I’m worried that it might be fin rot and if so how can I tell and should I do some think now instead of waiting and seeing? I don’t want to lose any of the ten other fish in the tank.

Thanks x
 
Hard to say without pics. Just do what you can to keep the water clean, and if you have fish that can tolerate salt you may add a little (not sure if it will harm Rainbows).
 
Hard to say without pics. Just do what you can to keep the water clean, and if you have fish that can tolerate salt you may add a little (not sure if it will harm Rainbows).

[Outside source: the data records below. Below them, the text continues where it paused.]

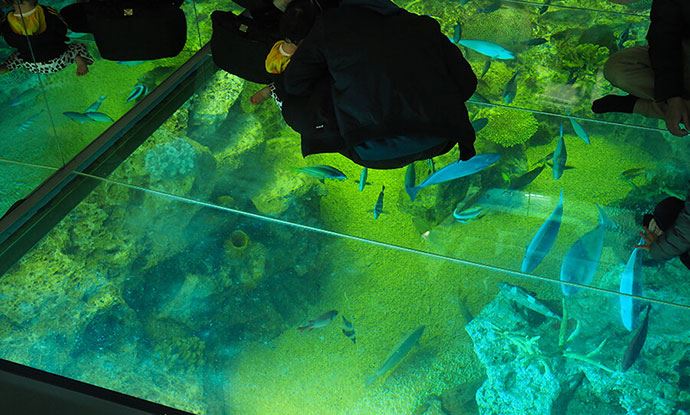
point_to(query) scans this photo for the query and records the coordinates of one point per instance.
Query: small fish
(479, 124)
(457, 33)
(96, 105)
(319, 322)
(635, 347)
(624, 37)
(323, 172)
(535, 42)
(410, 180)
(487, 66)
(526, 178)
(487, 48)
(579, 130)
(138, 92)
(467, 215)
(560, 157)
(490, 8)
(398, 354)
(520, 296)
(543, 240)
(543, 9)
(130, 63)
(631, 284)
(432, 166)
(98, 116)
(363, 178)
(455, 171)
(29, 122)
(349, 330)
(510, 90)
(77, 116)
(378, 208)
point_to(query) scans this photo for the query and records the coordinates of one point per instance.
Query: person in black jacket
(39, 35)
(398, 85)
(657, 77)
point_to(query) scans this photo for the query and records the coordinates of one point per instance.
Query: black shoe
(614, 103)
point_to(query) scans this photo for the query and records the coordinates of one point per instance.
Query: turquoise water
(183, 278)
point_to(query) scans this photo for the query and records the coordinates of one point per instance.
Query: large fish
(511, 89)
(398, 354)
(631, 284)
(560, 156)
(456, 170)
(544, 239)
(522, 297)
(323, 172)
(487, 48)
(319, 322)
(635, 347)
(579, 130)
(581, 262)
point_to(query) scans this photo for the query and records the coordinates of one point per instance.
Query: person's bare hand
(649, 238)
(676, 113)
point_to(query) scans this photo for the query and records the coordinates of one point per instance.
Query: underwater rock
(209, 107)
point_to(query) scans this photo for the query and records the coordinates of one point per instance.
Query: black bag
(136, 30)
(240, 45)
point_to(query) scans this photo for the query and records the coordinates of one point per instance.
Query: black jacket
(390, 75)
(670, 26)
(45, 46)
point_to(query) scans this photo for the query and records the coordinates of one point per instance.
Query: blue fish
(378, 208)
(410, 180)
(138, 92)
(96, 105)
(467, 215)
(543, 241)
(510, 90)
(581, 262)
(29, 122)
(98, 117)
(487, 48)
(479, 124)
(579, 130)
(77, 116)
(323, 172)
(631, 284)
(456, 170)
(560, 156)
(363, 178)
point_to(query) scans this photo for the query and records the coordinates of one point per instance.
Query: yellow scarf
(276, 61)
(30, 23)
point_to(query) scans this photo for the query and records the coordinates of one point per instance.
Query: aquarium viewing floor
(207, 273)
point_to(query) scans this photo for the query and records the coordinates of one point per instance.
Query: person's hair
(298, 19)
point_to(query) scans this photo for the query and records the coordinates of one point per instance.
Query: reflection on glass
(218, 313)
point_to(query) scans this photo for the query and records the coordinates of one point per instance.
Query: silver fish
(398, 354)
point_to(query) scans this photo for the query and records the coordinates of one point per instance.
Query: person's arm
(676, 240)
(308, 65)
(665, 37)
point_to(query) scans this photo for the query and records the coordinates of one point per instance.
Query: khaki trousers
(631, 70)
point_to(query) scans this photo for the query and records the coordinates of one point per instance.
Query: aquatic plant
(507, 127)
(170, 160)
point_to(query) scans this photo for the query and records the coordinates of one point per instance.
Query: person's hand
(676, 113)
(649, 238)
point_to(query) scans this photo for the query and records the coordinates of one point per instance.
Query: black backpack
(240, 44)
(138, 30)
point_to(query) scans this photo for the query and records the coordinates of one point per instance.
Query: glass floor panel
(217, 311)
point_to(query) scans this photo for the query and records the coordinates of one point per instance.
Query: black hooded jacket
(669, 28)
(391, 74)
(44, 46)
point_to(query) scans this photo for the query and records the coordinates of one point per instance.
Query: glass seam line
(562, 6)
(587, 120)
(383, 244)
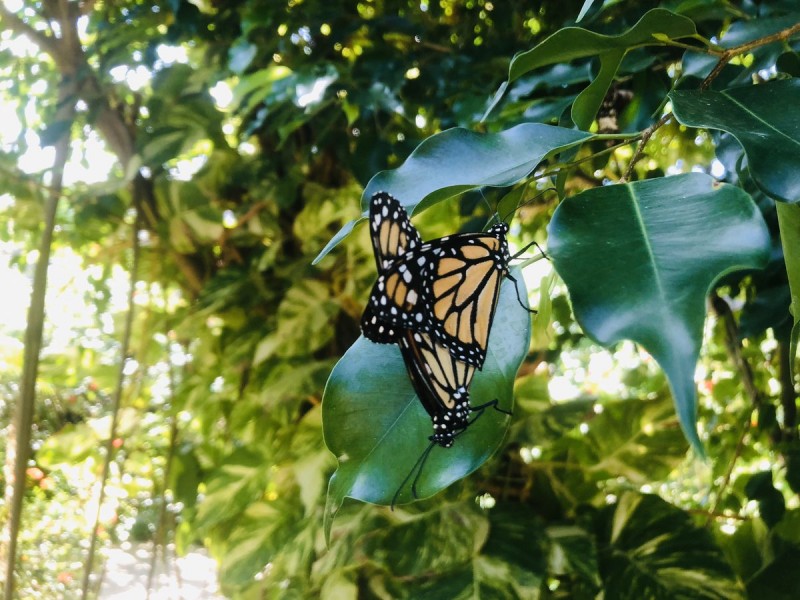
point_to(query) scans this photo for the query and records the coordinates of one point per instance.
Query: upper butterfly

Thanks for the reply, I've tried to get a picture but my camera not good enough to get a good shot of any of the fish and the rainbows are so small and quick. I've tried to get a better look today, the damage is not throughout the length of the fin it seems localised to a small area. If the fin was hair I'd say it would look like it’s been separated by gel, the rays of the fin are missing, that the best way I can describe it, sorry.

From what I've read of fin rot the membrane between the fin rays degenerates, leaving the rays sticking out unevenly. I'm just not shore weather this is what my fish has got or weather it might have be nipped by another fish. I've got 6 Loaches (3 Chains and 3 Zebra), 3 Otocinclus, 1 Blue Phantom Pleco and the 6 Threadfins in a 128l tank, I don't know if any of them are the culprits.

I clean the tank out twice a week, 20 to 30% water changed every time as I've got a Brown Algae problem, will this affect the damaged fish?

Regard
dtlp
 
What are your water test results for ammonia, nitrite and nitrate? Often a small ammonia problem can cause a rainbow to become more susceptible to disease.